Tag Archives: genius

An Abundance of Genius

John Taylor Gatto was a teacher for nearly 30 years, including working with disadvantaged youth in urban New York City public schools. He was named New York City Teacher of the Year in 1989, 1990, and 1991, and New York State Teacher of the Year in 1991. That was the same year he wrote a letter announcing his retirement, titled “I Quit, I Think”, published in the op-ed pages of the Wall Street Journal. In the letter he wrote that he no longer wished to “hurt kids to make a living”. He has since gone to a second career as a writer, speaker and advocate for unschooling, and I have read several of his books and heard him speak twice.

Maybe from years of being a talented teacher and trying to shock his students out of their classroom stupor, he has developed a rhetoric that is studiously and calculatedly provocative, including this statement…

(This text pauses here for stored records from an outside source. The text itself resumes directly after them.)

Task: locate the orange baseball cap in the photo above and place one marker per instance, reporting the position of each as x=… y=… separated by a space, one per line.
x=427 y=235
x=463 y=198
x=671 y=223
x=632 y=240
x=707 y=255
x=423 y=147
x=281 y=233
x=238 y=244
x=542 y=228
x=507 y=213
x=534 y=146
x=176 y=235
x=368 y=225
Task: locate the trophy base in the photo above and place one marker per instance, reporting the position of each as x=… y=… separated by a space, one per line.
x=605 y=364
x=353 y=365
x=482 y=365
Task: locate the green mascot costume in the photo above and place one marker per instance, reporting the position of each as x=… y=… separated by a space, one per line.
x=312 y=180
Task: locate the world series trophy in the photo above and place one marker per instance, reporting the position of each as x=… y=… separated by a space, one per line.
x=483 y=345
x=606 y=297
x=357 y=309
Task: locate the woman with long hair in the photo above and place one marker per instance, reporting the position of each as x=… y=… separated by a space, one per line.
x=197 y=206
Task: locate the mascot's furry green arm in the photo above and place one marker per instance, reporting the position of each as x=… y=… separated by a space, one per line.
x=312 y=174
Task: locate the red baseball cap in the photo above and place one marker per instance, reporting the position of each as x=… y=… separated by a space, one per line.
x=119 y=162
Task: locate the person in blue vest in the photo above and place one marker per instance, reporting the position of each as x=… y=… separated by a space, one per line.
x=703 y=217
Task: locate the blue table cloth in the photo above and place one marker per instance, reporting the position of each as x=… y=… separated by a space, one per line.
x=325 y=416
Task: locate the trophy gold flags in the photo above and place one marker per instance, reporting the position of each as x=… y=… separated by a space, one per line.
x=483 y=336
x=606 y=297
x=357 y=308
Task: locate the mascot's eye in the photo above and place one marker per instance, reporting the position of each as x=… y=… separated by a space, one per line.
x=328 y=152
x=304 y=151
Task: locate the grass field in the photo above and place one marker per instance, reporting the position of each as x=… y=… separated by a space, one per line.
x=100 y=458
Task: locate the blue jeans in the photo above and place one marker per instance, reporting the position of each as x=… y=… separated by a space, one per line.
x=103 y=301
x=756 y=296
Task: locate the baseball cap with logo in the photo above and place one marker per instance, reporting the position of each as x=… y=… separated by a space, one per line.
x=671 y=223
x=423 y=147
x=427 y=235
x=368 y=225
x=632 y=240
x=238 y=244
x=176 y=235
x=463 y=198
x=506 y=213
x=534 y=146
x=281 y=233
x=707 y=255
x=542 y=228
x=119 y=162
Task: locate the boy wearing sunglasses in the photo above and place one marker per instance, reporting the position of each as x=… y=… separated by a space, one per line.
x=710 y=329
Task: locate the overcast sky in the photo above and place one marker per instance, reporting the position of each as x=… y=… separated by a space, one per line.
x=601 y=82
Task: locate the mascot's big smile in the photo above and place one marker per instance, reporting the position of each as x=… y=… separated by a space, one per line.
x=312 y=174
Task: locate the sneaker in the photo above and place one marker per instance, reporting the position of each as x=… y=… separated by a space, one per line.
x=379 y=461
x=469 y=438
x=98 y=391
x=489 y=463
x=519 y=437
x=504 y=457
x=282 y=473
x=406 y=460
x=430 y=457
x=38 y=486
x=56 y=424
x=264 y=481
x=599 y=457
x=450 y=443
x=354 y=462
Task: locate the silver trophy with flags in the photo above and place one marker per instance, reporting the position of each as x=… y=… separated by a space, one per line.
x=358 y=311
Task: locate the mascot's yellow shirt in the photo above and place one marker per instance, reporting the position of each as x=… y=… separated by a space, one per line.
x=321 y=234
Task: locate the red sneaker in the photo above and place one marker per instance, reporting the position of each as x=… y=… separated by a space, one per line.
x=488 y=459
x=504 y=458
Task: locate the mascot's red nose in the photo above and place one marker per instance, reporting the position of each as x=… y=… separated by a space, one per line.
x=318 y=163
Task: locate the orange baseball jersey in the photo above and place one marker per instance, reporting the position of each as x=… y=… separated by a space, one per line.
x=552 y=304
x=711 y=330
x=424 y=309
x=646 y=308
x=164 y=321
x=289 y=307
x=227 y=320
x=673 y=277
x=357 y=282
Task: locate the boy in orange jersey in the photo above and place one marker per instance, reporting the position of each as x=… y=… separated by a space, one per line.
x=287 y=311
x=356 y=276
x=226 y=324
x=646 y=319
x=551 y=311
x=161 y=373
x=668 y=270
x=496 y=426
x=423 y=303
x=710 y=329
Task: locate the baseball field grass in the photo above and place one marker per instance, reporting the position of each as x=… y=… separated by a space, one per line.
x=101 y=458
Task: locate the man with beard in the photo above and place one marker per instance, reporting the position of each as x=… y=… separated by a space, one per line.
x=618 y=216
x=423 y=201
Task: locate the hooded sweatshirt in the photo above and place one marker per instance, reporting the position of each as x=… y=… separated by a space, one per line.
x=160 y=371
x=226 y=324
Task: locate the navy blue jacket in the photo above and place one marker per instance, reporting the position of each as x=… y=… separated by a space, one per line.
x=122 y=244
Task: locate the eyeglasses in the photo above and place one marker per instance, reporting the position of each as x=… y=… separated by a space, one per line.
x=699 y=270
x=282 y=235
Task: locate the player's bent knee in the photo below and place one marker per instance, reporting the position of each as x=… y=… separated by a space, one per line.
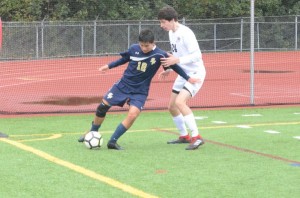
x=102 y=109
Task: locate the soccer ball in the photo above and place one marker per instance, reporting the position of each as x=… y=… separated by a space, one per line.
x=93 y=140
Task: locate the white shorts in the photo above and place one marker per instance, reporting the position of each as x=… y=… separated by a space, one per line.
x=181 y=83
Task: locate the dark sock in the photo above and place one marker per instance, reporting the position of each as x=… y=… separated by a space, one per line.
x=95 y=127
x=120 y=130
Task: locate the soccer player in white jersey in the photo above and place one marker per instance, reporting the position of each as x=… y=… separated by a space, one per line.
x=186 y=53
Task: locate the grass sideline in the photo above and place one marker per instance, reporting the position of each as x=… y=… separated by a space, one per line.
x=248 y=153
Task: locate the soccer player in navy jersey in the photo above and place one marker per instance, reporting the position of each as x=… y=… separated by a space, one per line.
x=144 y=60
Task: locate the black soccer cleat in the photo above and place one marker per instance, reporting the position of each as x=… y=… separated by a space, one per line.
x=114 y=145
x=195 y=143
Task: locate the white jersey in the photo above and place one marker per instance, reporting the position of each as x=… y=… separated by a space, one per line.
x=185 y=46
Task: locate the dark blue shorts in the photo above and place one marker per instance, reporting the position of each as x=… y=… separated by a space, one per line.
x=115 y=97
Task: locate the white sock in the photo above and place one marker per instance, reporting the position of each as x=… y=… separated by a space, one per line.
x=179 y=122
x=191 y=124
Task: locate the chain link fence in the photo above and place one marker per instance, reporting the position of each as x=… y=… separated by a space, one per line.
x=50 y=67
x=40 y=40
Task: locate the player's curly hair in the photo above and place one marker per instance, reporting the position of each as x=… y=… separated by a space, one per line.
x=167 y=13
x=146 y=36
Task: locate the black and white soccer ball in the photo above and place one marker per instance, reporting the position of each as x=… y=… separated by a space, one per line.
x=93 y=140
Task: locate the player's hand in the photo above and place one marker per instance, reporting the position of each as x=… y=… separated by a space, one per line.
x=171 y=60
x=164 y=74
x=194 y=80
x=103 y=68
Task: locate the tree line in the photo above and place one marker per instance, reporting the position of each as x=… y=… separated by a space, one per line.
x=86 y=10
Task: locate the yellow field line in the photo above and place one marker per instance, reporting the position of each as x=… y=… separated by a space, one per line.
x=79 y=169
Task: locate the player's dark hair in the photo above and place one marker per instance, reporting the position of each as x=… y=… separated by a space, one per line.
x=146 y=36
x=167 y=13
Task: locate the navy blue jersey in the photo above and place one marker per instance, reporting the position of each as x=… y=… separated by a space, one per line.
x=141 y=69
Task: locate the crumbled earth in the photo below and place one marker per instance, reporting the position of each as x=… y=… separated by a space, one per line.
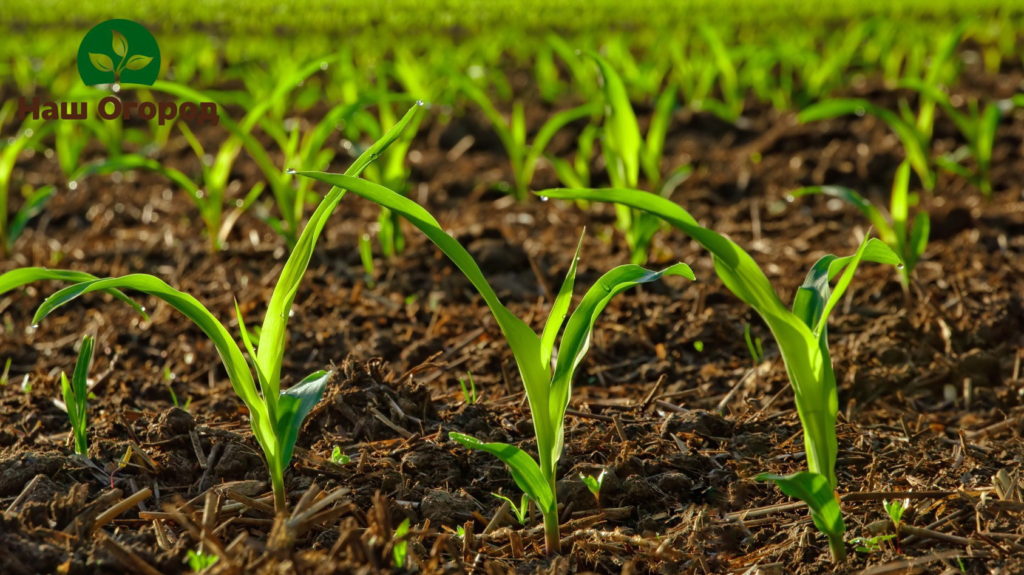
x=932 y=398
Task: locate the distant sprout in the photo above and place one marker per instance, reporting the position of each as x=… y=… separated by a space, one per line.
x=594 y=484
x=468 y=391
x=399 y=548
x=870 y=544
x=339 y=457
x=76 y=395
x=519 y=511
x=895 y=511
x=754 y=346
x=199 y=561
x=907 y=238
x=367 y=258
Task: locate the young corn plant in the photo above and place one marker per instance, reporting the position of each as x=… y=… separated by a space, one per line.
x=76 y=396
x=29 y=136
x=914 y=129
x=907 y=238
x=627 y=152
x=546 y=370
x=523 y=155
x=801 y=332
x=275 y=414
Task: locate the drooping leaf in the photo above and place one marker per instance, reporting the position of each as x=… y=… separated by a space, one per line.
x=294 y=405
x=524 y=470
x=814 y=490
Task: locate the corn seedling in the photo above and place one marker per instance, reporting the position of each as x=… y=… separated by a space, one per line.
x=399 y=545
x=523 y=155
x=199 y=561
x=548 y=383
x=29 y=136
x=801 y=333
x=594 y=484
x=754 y=346
x=468 y=389
x=76 y=396
x=908 y=239
x=520 y=512
x=339 y=457
x=275 y=415
x=626 y=152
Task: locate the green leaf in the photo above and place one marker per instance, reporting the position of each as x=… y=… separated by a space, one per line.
x=32 y=207
x=295 y=404
x=524 y=343
x=273 y=333
x=138 y=61
x=559 y=310
x=524 y=470
x=814 y=490
x=622 y=130
x=872 y=214
x=22 y=276
x=120 y=44
x=230 y=355
x=102 y=62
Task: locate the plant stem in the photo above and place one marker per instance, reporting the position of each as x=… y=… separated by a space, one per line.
x=551 y=538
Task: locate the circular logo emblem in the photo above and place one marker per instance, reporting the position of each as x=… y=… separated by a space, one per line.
x=119 y=51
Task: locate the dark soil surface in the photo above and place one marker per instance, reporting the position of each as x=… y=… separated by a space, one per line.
x=932 y=398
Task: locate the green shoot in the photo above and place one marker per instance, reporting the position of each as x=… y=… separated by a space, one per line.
x=548 y=382
x=523 y=156
x=367 y=258
x=870 y=544
x=468 y=392
x=399 y=547
x=754 y=346
x=339 y=457
x=594 y=484
x=29 y=135
x=519 y=511
x=802 y=334
x=199 y=561
x=908 y=239
x=627 y=152
x=275 y=414
x=76 y=396
x=895 y=511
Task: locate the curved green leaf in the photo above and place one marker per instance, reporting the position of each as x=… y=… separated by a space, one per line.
x=524 y=470
x=814 y=490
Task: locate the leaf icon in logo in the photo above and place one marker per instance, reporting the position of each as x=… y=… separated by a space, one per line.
x=138 y=62
x=102 y=62
x=120 y=44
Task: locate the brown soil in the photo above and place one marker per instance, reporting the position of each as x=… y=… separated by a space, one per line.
x=932 y=397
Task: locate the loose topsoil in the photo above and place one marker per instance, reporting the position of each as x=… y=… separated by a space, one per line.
x=669 y=401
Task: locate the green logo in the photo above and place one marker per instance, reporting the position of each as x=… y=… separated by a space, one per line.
x=117 y=51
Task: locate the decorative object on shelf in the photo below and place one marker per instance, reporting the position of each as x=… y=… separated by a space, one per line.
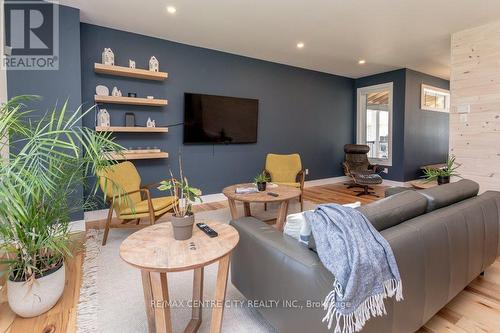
x=443 y=174
x=108 y=57
x=154 y=65
x=261 y=180
x=116 y=92
x=129 y=119
x=150 y=123
x=183 y=217
x=35 y=232
x=102 y=90
x=103 y=119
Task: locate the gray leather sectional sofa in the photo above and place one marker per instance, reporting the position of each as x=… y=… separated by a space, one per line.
x=442 y=238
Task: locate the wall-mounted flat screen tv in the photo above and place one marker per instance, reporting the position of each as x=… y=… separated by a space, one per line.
x=210 y=119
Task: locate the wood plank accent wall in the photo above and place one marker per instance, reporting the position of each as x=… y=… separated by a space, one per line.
x=475 y=81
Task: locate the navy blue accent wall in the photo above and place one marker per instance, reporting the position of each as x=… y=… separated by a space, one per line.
x=57 y=86
x=299 y=110
x=398 y=77
x=427 y=132
x=419 y=137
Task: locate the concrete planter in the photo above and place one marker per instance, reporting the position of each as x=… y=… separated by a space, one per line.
x=183 y=226
x=33 y=300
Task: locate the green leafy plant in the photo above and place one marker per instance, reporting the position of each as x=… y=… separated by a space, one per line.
x=449 y=170
x=49 y=158
x=182 y=192
x=262 y=178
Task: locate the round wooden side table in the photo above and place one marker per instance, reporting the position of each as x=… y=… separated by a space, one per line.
x=285 y=194
x=155 y=252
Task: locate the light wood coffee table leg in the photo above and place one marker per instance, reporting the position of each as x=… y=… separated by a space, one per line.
x=232 y=208
x=246 y=205
x=195 y=321
x=159 y=287
x=148 y=298
x=283 y=211
x=220 y=294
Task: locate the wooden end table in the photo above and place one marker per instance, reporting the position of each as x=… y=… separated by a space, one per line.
x=285 y=194
x=155 y=252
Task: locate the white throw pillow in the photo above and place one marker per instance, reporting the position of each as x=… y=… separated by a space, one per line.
x=298 y=227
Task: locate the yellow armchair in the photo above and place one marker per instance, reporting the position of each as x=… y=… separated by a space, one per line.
x=286 y=170
x=121 y=184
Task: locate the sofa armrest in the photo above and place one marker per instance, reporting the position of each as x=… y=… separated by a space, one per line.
x=264 y=235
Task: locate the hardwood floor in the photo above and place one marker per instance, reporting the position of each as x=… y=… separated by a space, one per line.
x=475 y=309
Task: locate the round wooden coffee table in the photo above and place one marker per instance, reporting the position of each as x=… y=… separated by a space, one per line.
x=285 y=194
x=155 y=252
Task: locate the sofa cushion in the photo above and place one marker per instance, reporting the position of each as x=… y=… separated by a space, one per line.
x=448 y=194
x=396 y=189
x=388 y=212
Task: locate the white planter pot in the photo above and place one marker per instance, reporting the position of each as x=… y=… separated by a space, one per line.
x=30 y=301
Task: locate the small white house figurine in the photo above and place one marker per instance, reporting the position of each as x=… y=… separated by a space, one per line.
x=116 y=92
x=150 y=123
x=154 y=65
x=103 y=118
x=101 y=90
x=108 y=57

I’ve come to believe that genius is an exceedingly common human quality, probably natural to most of us… I began to wonder, reluctantly, whether it was possible that being in school itself was what was dumbing them down. Was it possible I had been hired not to enlarge children’s power, but to diminish it? That seemed crazy on the face of it, but slowly I began to realize that the bells and the confinement, the crazy sequences, the age-segregation, the lack of privacy, the constant surveillance, and all the rest of national curriculum of schooling were designed exactly as if someone had set out to prevent children from learning how to think and act, to coax them into addiction and dependent behavior.